Borys Mykolaiovych Martos
Борис Миколайович Мартос
5th Chairman of People's Ministers
In office
April 9, 1919 – August 27, 1919
President Directorate
Preceded by Serhiy Ostapenko
Succeeded by Isaak Mazepa
Minister of Food Provisions
In office
December 26, 1918 – February 13, 1919
Prime Minister Volodymyr Chekhivsky
Preceded by G.Glinka
(Ukrainian State)
Succeeded by I.Feschenko-Chopivsky
(as Minister of Economy)
Secretary of Agrarian Affairs
In office
June 28, 1917 – August 14, 1917
Prime Minister Volodymyr Vynnychenko
Preceded by position created
Succeeded by M.Savchenko-Bilsky
Personal details
Born May 20, 1879(1879-05-20)
Gradizk, Russian Empire
Died October 19, 1977(1977-10-19) (aged 98)
Bound Brook, United States
Nationality Ukrainian
Political party USDRP (1905)
Spouse(s) M.Kucheryavenko
Alma mater Kharkiv University (1908)
Occupation Politician/Activist/Pedagogue

Borys Mykolaiovych Martos (May 20, 1879 - October 19, 1977) was a public and political activist, pedagogue, economist.

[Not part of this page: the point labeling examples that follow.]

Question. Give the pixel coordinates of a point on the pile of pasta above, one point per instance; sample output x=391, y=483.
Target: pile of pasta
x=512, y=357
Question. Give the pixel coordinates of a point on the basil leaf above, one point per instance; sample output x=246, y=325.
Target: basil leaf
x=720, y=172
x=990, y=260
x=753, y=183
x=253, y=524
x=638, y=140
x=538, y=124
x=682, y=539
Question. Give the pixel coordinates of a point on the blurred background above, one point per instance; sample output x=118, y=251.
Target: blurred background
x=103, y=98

He was born in Gradizk, in the Poltava Governorate of the Russian Empire (present-day Hradyzk, in the Poltava Oblast -province- of central Ukraine) and died in exile in the United States at the age of 98. He was born into a long-lived Cossack family of Martos.

Martos was a political leader, cooperative organizer, and the full member of the Shevchenko Scientific Society. He finished the Lubny Classic gymnasium in 1897 and enrolled into the Mathematics Department of the Kharkiv University. Martos became a member of a secret Ukrainian student hromada of Kharkiv. Here in 1900 in Kharkiv he met with Symon Petliura and his future wife M.Kucheryavenko. In summer of 1900 Martos participated in the First Ukrainian Student Congress in Halychyna.

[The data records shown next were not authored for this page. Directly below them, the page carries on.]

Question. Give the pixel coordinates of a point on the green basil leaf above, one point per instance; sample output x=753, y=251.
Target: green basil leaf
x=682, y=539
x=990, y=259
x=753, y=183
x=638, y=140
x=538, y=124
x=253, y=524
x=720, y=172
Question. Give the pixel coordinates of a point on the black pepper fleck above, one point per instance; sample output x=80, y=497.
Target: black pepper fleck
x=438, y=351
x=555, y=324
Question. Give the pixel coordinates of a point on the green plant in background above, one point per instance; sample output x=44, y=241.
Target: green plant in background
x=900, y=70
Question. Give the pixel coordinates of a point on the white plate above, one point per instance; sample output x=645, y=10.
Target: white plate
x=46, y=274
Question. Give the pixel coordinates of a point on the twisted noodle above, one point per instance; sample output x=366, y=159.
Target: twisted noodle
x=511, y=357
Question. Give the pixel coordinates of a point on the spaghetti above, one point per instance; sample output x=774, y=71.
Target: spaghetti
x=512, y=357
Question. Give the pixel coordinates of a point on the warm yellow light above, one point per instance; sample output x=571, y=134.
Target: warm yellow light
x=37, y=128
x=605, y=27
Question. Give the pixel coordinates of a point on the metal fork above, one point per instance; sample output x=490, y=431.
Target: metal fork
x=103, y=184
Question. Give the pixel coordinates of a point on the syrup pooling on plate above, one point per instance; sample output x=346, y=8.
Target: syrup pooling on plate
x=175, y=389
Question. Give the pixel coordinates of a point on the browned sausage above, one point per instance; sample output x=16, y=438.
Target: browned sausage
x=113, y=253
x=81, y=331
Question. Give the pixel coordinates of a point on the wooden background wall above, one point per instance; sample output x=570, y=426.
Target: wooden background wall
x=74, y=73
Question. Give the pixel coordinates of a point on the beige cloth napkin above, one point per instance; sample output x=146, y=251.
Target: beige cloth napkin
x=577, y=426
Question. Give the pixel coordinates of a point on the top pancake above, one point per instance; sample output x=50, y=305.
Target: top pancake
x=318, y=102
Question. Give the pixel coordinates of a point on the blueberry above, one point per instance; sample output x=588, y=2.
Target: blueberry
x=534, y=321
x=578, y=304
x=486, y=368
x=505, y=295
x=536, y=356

He was arrested three times for collaboration with the Revolutionary Ukrainian Party. After graduating and until 1917 Martos worked in several different places: a co-ed in Volyn, a financial director at the Black Sea-Kuban Railway board, a director of the Kuban Cooperative Bank, and a cooperative instructor for the Poltava Governorate zemstvo (1913–1917). In 1917 Martos served on numerous official positions as delegate in the Central Rada and its Executive Committee (Mala Rada), and the General Secretariat. After the Hetman coup-d'etat worked as a cooperator. During that time Martos was heading the Central Ukrainian Cooperative Committee as its executive director as well working at the board of directors for the Dniprosoyuz, giving lectures at the Kiev Commercial Institute, and had established the Kiev Cooperative Institute.

Under the Directorate of Ukraine, he served as the chairman of the Council of People's Ministers of the Ukrainian People's Republic from April 9, to August 27, 1919. In 1917-1918 Martos was a member of the Central Rada and the Secretary of Agrarian Affairs. In 1918 he also was heading the All-Ukrainian Cooperative Committee.

In 1920 Martos emigrated to Czechoslovakia, where he used to teach in the Ukrainian management Academy in Prague. He is buried in New Jersey, United States.